Old signs fooled missing tourist

A woman who became lost in darkness and thick bush in Picton shivered under a blanket of ferns on Wednesday night until she managed to walk out in the morning light.

The 34-year-old Swiss tourist was found by search and rescue teams near the entrance to Esson's Valley about 7.30am yesterday. The woman would not be named, giving her name only as Josephine.

She said yesterday she had spent the night lost and alone in the valley with no food and very little water after following some old signs that led away from a maintained track at a dam and up a steep incline to the summit above.

"As soon as it was dark I couldn't move any more, I couldn't see anything.

"I wasn't panicked, I didn't think I would die, but I had to count the hours before I could walk out," she said.

She made a mattress out of wood, an underlay sheet out of a bag and a blanket from fern leafs.

It was a clear, chilly night and her hooded sweatshirt kept her head and chest warm but her legs and feet were bitterly cold and damp.

"After three o'clock I was shivering so I tried to keep warm by rubbing.

"I could see the Picton lights from the top of the hill so I thought, ‘tomorrow morning I'll head straight there'."

She climbed back over the summit soon after dawn, continued down to a river and spotted the path that led her to a search and rescue team, who gave her food and drove her to her backpackers hostel in Picton.

"I promised myself from now on I'm only going to follow a track this wide with clear signs," she said, stretching her arms as wide as she could.

"In Switzerland you can walk for two or three hours and see a house or a hut or something - not in New Zealand."

She began her walk at midday on Wednesday to a lookout above Picton and about 2pm continued into Esson's Valley to the east of the town to a dam when she saw old arrow signs pointing to the summit.
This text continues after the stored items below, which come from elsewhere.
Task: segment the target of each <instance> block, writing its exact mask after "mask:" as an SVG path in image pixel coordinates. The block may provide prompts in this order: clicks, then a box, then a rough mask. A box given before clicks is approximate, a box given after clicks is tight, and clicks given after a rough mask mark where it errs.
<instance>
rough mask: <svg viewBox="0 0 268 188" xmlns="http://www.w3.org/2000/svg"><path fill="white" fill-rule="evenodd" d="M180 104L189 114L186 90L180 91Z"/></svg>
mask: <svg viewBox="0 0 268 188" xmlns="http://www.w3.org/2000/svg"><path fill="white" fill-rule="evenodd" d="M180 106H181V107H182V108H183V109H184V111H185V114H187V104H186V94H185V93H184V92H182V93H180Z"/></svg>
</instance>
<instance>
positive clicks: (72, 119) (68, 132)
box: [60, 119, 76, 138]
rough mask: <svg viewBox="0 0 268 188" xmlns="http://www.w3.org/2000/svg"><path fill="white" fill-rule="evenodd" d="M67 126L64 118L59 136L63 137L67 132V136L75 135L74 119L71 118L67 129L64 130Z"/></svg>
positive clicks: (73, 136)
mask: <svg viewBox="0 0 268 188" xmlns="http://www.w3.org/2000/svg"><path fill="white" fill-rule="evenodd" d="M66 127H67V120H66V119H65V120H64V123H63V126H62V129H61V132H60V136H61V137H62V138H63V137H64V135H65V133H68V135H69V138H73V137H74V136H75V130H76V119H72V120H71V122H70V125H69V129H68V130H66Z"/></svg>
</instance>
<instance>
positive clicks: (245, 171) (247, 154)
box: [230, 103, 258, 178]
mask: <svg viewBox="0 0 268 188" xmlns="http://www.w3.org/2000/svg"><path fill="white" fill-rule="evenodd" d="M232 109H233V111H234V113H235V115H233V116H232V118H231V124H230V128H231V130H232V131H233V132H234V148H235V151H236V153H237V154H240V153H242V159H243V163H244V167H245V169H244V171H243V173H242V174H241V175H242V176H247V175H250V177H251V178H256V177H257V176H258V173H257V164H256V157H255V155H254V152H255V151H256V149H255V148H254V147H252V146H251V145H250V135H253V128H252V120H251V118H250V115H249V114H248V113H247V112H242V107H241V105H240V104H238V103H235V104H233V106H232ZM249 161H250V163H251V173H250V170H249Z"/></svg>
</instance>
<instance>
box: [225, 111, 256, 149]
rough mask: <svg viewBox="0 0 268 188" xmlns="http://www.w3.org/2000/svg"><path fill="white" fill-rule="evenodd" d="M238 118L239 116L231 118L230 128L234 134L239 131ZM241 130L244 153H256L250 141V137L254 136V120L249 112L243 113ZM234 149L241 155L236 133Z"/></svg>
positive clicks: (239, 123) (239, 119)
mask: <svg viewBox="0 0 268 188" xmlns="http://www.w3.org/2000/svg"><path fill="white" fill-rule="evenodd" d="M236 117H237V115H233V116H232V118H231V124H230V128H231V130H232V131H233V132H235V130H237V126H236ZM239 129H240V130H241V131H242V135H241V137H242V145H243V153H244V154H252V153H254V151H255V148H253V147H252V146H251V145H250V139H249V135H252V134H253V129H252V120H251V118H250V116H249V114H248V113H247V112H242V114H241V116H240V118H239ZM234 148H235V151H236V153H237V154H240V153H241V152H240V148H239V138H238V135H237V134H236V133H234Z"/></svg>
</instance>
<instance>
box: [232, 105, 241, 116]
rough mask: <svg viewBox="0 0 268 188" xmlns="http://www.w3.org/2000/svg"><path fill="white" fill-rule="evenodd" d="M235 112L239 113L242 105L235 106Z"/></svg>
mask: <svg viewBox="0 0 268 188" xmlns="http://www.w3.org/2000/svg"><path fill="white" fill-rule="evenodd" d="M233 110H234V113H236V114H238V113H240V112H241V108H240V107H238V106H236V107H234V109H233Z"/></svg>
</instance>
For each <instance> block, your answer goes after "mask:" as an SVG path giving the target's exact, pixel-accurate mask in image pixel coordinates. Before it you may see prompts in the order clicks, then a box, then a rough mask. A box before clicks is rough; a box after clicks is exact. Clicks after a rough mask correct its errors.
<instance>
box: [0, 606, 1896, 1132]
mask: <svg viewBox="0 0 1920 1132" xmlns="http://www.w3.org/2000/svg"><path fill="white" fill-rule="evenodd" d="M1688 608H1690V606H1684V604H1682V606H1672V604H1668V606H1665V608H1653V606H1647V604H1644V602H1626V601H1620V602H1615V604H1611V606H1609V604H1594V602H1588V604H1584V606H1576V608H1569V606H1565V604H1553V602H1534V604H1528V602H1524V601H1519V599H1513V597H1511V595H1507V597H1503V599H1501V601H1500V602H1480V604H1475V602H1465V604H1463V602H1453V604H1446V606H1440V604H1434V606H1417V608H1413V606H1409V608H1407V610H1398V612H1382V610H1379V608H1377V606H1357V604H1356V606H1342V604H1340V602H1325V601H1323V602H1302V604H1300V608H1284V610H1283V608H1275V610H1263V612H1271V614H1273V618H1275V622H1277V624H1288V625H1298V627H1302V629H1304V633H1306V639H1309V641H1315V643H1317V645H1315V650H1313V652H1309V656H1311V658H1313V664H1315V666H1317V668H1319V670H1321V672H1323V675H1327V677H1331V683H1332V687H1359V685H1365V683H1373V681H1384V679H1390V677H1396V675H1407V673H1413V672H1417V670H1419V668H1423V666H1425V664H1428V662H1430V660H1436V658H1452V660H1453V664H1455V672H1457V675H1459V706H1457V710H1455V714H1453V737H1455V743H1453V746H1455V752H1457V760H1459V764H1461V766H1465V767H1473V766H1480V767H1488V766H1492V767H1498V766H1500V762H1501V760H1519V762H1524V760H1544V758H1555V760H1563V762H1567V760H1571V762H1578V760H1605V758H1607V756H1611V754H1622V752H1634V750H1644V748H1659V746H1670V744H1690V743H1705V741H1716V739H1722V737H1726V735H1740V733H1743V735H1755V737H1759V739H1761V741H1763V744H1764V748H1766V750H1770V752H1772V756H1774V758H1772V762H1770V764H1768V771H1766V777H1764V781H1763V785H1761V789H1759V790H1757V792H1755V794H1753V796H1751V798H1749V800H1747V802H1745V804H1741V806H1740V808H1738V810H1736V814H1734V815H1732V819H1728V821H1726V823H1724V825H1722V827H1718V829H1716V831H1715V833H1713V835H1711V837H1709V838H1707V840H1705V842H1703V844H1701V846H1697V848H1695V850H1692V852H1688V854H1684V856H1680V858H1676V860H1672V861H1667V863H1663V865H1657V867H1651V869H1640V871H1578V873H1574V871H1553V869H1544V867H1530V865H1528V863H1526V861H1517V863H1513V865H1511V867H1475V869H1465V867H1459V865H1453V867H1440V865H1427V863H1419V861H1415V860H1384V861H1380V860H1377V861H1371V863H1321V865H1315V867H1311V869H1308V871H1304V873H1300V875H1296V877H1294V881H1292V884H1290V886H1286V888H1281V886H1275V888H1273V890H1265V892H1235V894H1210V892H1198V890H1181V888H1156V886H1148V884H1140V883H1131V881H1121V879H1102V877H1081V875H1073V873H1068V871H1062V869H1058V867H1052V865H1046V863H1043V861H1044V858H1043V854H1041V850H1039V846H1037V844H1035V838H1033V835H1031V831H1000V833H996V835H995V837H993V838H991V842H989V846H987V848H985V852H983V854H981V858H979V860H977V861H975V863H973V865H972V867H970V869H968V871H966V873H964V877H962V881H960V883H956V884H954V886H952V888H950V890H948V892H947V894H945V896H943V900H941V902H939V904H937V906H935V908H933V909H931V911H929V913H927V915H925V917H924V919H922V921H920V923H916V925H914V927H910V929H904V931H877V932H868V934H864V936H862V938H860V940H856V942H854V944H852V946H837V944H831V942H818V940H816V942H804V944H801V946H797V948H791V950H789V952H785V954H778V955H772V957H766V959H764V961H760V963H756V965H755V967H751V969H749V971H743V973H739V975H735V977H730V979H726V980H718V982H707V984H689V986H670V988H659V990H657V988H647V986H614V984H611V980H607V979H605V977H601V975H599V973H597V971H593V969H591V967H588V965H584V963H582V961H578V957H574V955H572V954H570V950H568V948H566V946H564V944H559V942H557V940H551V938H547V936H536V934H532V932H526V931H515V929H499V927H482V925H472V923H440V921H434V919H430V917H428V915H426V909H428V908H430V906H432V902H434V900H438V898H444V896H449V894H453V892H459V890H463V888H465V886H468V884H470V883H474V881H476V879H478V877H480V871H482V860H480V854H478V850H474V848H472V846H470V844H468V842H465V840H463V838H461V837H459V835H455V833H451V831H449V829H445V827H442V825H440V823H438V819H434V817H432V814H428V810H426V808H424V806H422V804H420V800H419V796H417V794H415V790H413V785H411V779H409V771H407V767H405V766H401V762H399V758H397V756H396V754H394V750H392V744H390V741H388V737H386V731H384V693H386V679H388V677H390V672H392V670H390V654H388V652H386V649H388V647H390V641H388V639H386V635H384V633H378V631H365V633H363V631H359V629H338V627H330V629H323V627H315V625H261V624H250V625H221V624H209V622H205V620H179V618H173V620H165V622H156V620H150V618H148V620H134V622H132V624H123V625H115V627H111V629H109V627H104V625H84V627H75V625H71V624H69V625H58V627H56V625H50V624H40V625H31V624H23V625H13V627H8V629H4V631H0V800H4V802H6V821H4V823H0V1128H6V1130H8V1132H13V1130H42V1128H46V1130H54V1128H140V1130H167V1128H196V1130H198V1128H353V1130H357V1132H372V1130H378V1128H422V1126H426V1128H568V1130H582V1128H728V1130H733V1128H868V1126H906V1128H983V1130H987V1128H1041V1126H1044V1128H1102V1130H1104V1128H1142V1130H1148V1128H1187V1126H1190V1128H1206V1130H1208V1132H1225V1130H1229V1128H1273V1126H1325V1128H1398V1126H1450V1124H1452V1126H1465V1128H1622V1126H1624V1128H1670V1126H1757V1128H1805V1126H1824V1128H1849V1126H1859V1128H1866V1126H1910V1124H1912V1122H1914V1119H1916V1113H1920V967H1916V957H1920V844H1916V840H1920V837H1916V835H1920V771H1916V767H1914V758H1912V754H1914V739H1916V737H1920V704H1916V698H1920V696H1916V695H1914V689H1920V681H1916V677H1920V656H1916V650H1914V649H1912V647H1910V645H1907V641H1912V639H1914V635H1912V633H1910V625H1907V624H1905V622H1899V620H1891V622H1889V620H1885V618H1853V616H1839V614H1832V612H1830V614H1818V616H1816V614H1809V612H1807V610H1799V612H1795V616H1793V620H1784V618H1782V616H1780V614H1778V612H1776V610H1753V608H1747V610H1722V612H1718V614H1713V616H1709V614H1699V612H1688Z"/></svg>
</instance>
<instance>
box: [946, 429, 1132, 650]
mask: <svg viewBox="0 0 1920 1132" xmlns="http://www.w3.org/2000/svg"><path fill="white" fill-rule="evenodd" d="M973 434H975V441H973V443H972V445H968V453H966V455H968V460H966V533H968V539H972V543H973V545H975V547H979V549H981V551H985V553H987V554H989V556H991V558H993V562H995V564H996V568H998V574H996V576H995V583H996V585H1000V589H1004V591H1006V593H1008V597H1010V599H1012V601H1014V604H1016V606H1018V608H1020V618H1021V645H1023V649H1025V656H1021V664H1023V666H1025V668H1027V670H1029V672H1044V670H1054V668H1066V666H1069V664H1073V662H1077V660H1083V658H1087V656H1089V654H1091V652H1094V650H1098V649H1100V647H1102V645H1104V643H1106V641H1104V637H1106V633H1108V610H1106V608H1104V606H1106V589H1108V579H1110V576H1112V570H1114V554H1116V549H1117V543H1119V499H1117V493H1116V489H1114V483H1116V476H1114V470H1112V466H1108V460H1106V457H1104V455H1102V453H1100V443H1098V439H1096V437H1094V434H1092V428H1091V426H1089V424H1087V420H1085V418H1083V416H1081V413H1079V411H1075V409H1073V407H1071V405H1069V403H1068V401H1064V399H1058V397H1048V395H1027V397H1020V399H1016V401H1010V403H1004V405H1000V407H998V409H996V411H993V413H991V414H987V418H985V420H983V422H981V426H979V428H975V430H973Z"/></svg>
The area is a popular spot for hunters.

She headed down the other side of the hill toward what she thought was the same river she had passed earlier in the day but when she climbed back up to the summit she could not find the signs to get back.

She text her flatmate in Christchurch about 5.30pm to give her location and to say she needed help, but her phone had run out of power when police tried to contact her.

"I was moving up and down the hills for much of the day so my body was very tired.

"I drifted into sleep but woke after about 20 minutes because I was shivering."

She heard search and rescue teams looking for her about 2am but they could not hear her calls.

"I shouted as loud as I could and I heard them coming closer and had that big moment of hope but then they drifted away again. It calmed me down to know people were looking for me, and I appreciate that very much."

Two search teams worked until 3.30am yesterday and resumed at 6.30am.